The point is that the POSIX norm specifies the problem in a different
way:
"The suspension time may be longer than requested because the argument
value is rounded up to an integer multiple of the sleep resolution or
because of the scheduling of other activity by the system. But, except
for the case of being interrupted by a signal, the suspension time shall
not be less than the time specified by rqtp, as measured by the system
clock CLOCK_REALTIME."

Basicaly, this means the user must be assured that the sleep() will
ALWAYS return after the specified time. This patch corrects a bug wich
could happen nearly 50% of the time you called sleep()!

Eric
-
To unsubscribe from this list: send the line "unsubscribe linux-kernel" in
the body of a message to majordomo@vger.kernel.org
More majordomo info at  http://vger.kernel.org/majordomo-info.html
Please read the FAQ at  http://www.tux.org/lkml/
George Anzinger June 10, 2003, 3:40 p.m. UTC | #3
Riley Williams wrote:
> Hi George.
> 
> I'm ignoring the rest of this - it makes sense to me, but I'm
> no expert in it.

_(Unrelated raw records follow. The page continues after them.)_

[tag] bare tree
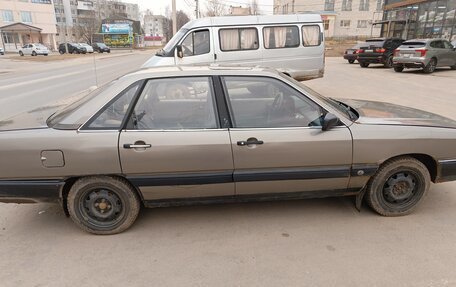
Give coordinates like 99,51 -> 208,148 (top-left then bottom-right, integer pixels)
206,0 -> 227,17
74,18 -> 101,44
250,0 -> 260,15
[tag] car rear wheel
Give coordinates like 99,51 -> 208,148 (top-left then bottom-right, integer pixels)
383,56 -> 393,68
366,157 -> 431,216
67,176 -> 140,235
423,58 -> 437,74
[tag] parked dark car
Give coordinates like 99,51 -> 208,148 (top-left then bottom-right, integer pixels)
92,43 -> 111,53
344,43 -> 366,64
59,43 -> 87,54
358,38 -> 405,68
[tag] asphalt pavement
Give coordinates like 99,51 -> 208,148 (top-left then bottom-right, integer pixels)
0,53 -> 456,287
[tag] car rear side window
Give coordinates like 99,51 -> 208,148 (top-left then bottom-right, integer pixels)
86,82 -> 140,129
219,28 -> 258,52
223,76 -> 324,128
302,25 -> 321,47
263,26 -> 299,49
128,77 -> 218,130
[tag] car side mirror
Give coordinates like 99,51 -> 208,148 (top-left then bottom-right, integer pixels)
321,113 -> 339,131
176,45 -> 184,58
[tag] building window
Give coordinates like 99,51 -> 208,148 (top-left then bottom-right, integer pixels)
342,0 -> 352,11
359,0 -> 369,11
323,20 -> 329,31
2,10 -> 14,22
21,11 -> 32,23
377,0 -> 383,11
340,20 -> 350,28
325,0 -> 335,11
358,20 -> 367,28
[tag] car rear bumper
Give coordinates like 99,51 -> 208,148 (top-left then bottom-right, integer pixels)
344,54 -> 358,60
0,180 -> 65,203
357,54 -> 386,64
435,159 -> 456,182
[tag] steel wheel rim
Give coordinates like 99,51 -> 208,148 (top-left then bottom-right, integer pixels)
78,188 -> 125,229
382,171 -> 423,208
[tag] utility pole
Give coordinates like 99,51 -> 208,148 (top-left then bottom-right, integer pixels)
172,0 -> 177,35
195,0 -> 199,19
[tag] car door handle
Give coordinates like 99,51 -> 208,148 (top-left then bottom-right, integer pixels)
237,139 -> 264,146
124,144 -> 152,148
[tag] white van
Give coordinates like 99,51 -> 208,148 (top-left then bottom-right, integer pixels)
143,14 -> 325,80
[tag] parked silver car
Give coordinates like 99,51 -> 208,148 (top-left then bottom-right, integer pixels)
393,39 -> 456,73
0,66 -> 456,234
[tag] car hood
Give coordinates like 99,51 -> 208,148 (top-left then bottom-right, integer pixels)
338,99 -> 456,129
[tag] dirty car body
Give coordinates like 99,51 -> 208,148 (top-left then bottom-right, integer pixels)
0,66 -> 456,234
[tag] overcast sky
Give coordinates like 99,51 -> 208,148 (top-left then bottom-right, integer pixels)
122,0 -> 273,19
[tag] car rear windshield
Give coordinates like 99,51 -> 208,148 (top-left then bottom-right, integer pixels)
362,40 -> 385,47
401,41 -> 426,48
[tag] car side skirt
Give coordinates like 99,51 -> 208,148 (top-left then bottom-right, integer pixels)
436,159 -> 456,182
144,188 -> 361,208
0,180 -> 65,203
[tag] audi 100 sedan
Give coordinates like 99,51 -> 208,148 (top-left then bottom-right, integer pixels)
0,66 -> 456,234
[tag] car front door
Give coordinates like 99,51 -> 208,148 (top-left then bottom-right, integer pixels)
175,28 -> 214,65
222,76 -> 352,196
119,77 -> 234,201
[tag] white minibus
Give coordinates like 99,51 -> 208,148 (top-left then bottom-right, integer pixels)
143,14 -> 325,81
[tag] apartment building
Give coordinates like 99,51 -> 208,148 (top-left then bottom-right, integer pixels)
0,0 -> 57,51
273,0 -> 384,38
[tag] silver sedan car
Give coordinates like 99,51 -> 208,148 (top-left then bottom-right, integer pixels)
0,66 -> 456,234
393,39 -> 456,73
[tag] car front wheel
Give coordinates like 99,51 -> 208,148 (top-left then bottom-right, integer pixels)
366,157 -> 431,216
67,176 -> 140,235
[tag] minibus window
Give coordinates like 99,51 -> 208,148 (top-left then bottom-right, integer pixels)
182,30 -> 210,57
302,25 -> 321,47
263,26 -> 299,49
219,28 -> 258,51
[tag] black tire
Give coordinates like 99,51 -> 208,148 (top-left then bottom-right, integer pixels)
383,55 -> 393,68
67,176 -> 140,235
423,58 -> 437,74
366,157 -> 431,216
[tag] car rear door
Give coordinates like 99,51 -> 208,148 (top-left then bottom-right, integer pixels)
222,76 -> 352,196
119,77 -> 234,201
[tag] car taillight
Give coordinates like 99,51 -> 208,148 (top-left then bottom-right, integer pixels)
415,49 -> 427,57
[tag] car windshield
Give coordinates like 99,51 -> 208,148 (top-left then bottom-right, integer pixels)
280,73 -> 359,122
363,40 -> 385,47
156,29 -> 188,56
401,41 -> 426,48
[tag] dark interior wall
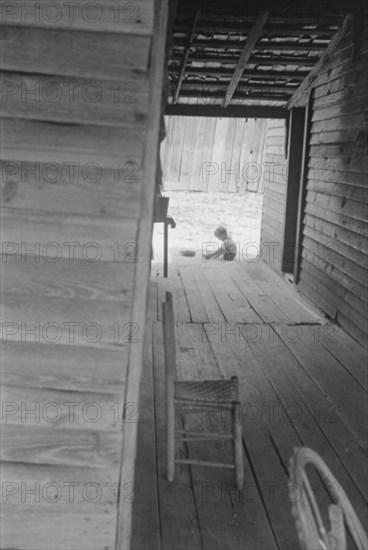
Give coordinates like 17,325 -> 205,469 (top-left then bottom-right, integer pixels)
261,119 -> 287,273
298,20 -> 368,345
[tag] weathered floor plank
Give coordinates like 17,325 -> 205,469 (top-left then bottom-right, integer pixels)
136,263 -> 368,550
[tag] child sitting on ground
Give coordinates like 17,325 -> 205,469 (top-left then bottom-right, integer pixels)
203,225 -> 236,262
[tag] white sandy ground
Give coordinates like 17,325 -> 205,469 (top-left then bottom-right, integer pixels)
153,191 -> 263,264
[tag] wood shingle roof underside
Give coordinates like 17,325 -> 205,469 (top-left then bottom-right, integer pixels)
168,0 -> 356,116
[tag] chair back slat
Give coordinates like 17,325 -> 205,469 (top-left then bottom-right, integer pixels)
162,292 -> 176,385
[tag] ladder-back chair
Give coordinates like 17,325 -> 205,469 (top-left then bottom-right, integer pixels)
290,447 -> 368,550
162,292 -> 244,490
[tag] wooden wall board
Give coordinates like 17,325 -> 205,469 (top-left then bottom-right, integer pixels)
0,26 -> 150,79
1,462 -> 120,512
2,205 -> 140,260
1,383 -> 123,439
1,340 -> 126,394
0,70 -> 148,130
2,504 -> 116,550
1,424 -> 122,468
1,256 -> 135,304
1,294 -> 135,350
1,118 -> 144,167
1,0 -> 154,36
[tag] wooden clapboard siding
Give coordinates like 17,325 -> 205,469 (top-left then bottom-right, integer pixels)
0,0 -> 158,550
261,119 -> 286,271
0,70 -> 148,129
0,26 -> 150,76
161,116 -> 266,193
1,0 -> 153,36
299,11 -> 368,346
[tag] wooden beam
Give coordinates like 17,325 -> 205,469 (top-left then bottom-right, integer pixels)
116,0 -> 169,550
169,67 -> 306,80
223,11 -> 269,107
165,103 -> 288,118
171,52 -> 318,67
173,38 -> 328,52
287,13 -> 352,109
175,90 -> 290,102
174,21 -> 338,36
181,81 -> 298,97
174,10 -> 201,103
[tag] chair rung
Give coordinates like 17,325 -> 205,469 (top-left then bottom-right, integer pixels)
175,458 -> 235,470
174,397 -> 239,409
176,436 -> 233,443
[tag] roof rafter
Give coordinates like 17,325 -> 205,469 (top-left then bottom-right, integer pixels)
287,14 -> 353,109
223,11 -> 269,108
174,9 -> 201,103
165,103 -> 288,118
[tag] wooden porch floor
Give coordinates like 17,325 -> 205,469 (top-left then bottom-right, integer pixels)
133,259 -> 368,550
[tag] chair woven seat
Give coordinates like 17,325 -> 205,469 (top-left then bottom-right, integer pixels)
175,380 -> 238,406
162,292 -> 244,490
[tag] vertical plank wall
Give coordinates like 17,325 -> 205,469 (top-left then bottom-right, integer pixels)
261,119 -> 287,272
161,116 -> 267,193
299,21 -> 368,346
1,0 -> 164,550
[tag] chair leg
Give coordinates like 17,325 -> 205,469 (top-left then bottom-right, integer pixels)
166,395 -> 175,481
233,403 -> 244,491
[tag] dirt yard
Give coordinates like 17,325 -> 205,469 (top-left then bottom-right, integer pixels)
153,191 -> 263,262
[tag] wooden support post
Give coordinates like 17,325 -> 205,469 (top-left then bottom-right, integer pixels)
174,10 -> 201,103
294,89 -> 314,284
233,402 -> 244,491
287,14 -> 353,109
282,107 -> 305,273
162,292 -> 176,481
223,11 -> 269,107
164,222 -> 169,277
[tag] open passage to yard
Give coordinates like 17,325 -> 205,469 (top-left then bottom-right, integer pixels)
153,191 -> 263,262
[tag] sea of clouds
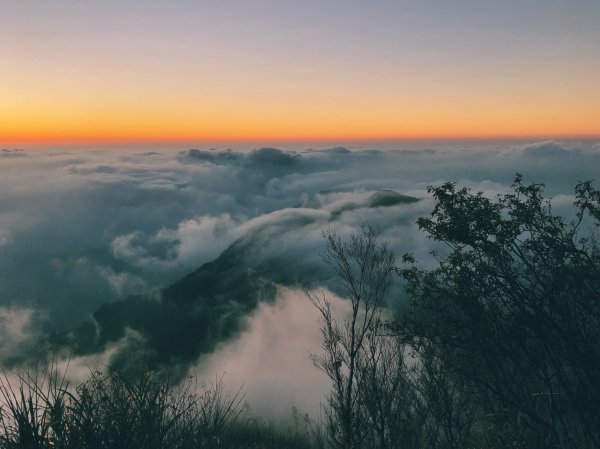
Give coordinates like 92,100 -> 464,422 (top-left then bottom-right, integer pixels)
0,141 -> 600,413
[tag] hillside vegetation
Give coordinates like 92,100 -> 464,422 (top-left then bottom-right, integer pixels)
0,176 -> 600,449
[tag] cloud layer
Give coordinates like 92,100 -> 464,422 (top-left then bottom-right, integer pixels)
0,142 -> 600,396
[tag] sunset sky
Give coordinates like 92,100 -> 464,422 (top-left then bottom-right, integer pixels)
0,0 -> 600,147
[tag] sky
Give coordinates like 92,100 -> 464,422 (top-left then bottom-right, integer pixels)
0,0 -> 600,148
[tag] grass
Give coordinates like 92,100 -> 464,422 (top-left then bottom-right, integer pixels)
0,366 -> 315,449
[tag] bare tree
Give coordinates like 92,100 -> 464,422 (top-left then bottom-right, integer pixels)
306,225 -> 395,449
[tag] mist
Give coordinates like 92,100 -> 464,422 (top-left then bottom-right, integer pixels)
0,141 -> 600,416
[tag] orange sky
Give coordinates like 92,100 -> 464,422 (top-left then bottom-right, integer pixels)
0,0 -> 600,146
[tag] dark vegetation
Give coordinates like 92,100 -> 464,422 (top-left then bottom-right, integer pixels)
0,176 -> 600,449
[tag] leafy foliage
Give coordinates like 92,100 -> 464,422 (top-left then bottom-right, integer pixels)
398,175 -> 600,448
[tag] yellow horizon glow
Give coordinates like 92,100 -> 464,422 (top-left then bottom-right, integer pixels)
0,3 -> 600,146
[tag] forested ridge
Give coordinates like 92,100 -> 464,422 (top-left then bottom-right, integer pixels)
0,175 -> 600,449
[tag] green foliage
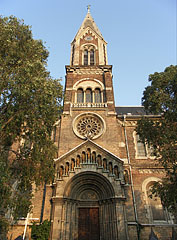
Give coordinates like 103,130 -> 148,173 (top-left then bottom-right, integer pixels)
31,220 -> 50,240
137,66 -> 177,221
0,16 -> 62,235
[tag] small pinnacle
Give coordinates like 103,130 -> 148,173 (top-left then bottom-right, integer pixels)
87,5 -> 91,13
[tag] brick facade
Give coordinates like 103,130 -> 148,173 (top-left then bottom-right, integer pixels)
10,8 -> 175,240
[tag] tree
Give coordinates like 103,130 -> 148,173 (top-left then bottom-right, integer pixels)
0,16 -> 62,236
137,65 -> 177,221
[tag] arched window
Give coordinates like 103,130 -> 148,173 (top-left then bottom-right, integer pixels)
71,158 -> 75,171
77,88 -> 84,103
95,88 -> 101,103
136,135 -> 147,157
97,155 -> 102,167
124,170 -> 130,184
76,155 -> 80,167
103,158 -> 107,170
84,50 -> 88,65
92,152 -> 96,163
82,152 -> 86,163
146,182 -> 167,221
86,88 -> 92,103
90,49 -> 95,65
65,162 -> 69,175
114,165 -> 120,178
109,162 -> 113,174
87,148 -> 91,162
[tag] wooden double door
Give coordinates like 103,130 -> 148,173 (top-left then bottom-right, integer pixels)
78,208 -> 100,240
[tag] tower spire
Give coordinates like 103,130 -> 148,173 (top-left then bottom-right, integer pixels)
87,5 -> 91,13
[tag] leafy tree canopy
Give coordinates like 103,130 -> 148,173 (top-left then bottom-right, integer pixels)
0,16 -> 62,234
137,66 -> 177,221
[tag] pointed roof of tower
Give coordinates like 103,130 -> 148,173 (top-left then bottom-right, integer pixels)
74,5 -> 103,39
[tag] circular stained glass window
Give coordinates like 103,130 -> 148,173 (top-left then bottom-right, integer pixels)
73,113 -> 105,139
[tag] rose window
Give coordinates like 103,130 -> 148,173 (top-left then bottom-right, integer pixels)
73,114 -> 104,139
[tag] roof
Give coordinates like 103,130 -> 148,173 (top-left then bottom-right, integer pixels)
74,8 -> 103,39
115,106 -> 151,116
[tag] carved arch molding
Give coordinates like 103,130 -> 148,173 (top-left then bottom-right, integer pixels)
52,171 -> 126,240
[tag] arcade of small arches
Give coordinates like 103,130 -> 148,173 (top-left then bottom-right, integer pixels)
76,88 -> 103,103
82,45 -> 96,66
57,148 -> 128,181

However, your last point is one I can comment
> about as I've dealt with it professionally many times.
> 
>  > clock_nanosleep is changed to round up to the next jiffie to
>  > cover starting between jiffies.
> 
> Isn't this a case of replacing one error with another, where
> one of the two errors is unavoidable?
> 
>  1. In the old case, the sleep will on average be half a jiffie
>     LESS than the requested period.
> 
>  2. In the new case, the sleep will on average be half a jiffie
>     MORE than the requested period.
> 
> One or the other is unavoidable if a jiffie is the basic unit
> of time resolution of the system. However, the error is totally
> meaningless if we are asking to sleep for more than 15 jiffies.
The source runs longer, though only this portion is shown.